I guess people think "it's a powerful model so it should do well in any task" but that's typically not the case for neural nets. I know what OpenAI claims about how it can do a little bit of everything, machine translation benchmarks are borked and I bet so are question answering ones (which I confess I don't know much about).
It's a GPT-2 1.5B model trained on the kingbase 2019 dataset. (>3M games of >2000 ELO rating.) It was trained for 400k steps with batch size 6 using 140 TPUs in 24h using a technique known as swarm training. Here's an incomplete whitepaper on swarm training: https://www.docdroid.net/faDq8Bu/swarm-training-v01a.pdf
The dataset is available here:
gsutil cp gs://gpt-2-poetry/data/kingbase-ftfy.txt .
Each line is of the form [Result "0-1"] [WhiteElo "2715"] [BlackElo "2793"] 1. e4 ...Result 0-1 means black won; 1-0 means white won; 1/2-1/2 means a draw.
At runtime I prompt it with [Result "0-1"] and a high elo for white and black to make it more likely to generate higher level moves.
Our next project will be a GPT-2 IRC bot where you can talk with simulated people. We currently have one that wasn't trained for very long, yet the preliminary results are interesting enough to warrant a more serious time investment. https://twitter.com/theshawwn/status/1208667331230089216
Many people have asked for a thorough technical writeup which I hope to make available soon.
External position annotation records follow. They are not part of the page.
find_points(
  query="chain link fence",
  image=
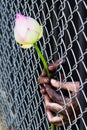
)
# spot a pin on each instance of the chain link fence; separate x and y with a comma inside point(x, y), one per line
point(64, 23)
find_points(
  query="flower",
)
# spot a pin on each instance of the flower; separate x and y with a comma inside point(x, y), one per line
point(27, 31)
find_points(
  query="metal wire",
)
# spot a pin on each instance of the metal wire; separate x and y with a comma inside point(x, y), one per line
point(64, 23)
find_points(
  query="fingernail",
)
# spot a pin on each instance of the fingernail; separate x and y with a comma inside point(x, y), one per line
point(46, 80)
point(53, 81)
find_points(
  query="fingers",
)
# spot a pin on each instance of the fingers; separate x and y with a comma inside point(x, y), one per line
point(71, 86)
point(55, 96)
point(43, 90)
point(43, 80)
point(52, 107)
In the meantime, you an read some of our GPT-2 1.5B adventures here: https://www.gwern.net/GPT-2#gpt-2-1.5b
Lastly, someone on /r/slatestarcodex apparently did this exact same thing a few months ago. They trained on algebraic notation instead of PGN format, which is basically x1y1x2y2 coordinate form with no mention of the type of piece. It was also trained on 1B moves. The engine is superior to ours and can apparently reach move 40 without blundering, according to the replay. https://www.reddit.com/r/slatestarcodex/comments/el87vo/a_ve...
I have also been porting the stylegan2 codebase to TPUs to facilitate swarm training. We hope to train on a very large dataset like the entirety of danbooru2018. No promises, but results are interesting so far. https://twitter.com/theshawwn/status/1214245145664802817
I hope you all found this enjoyable. The GCE bill is currently $50, which I'm keeping an eye on. (Go subscribe to gwern's patreon to see more projects like this!)
If you happen to reproduce this, let me know.
Shocking. Our AI overlords will soon stumble into power, if we only point out where they're slipping up.
[0] https://twitter.com/theshawwn/status/1213559429293060099
The same algorithm could be applied here.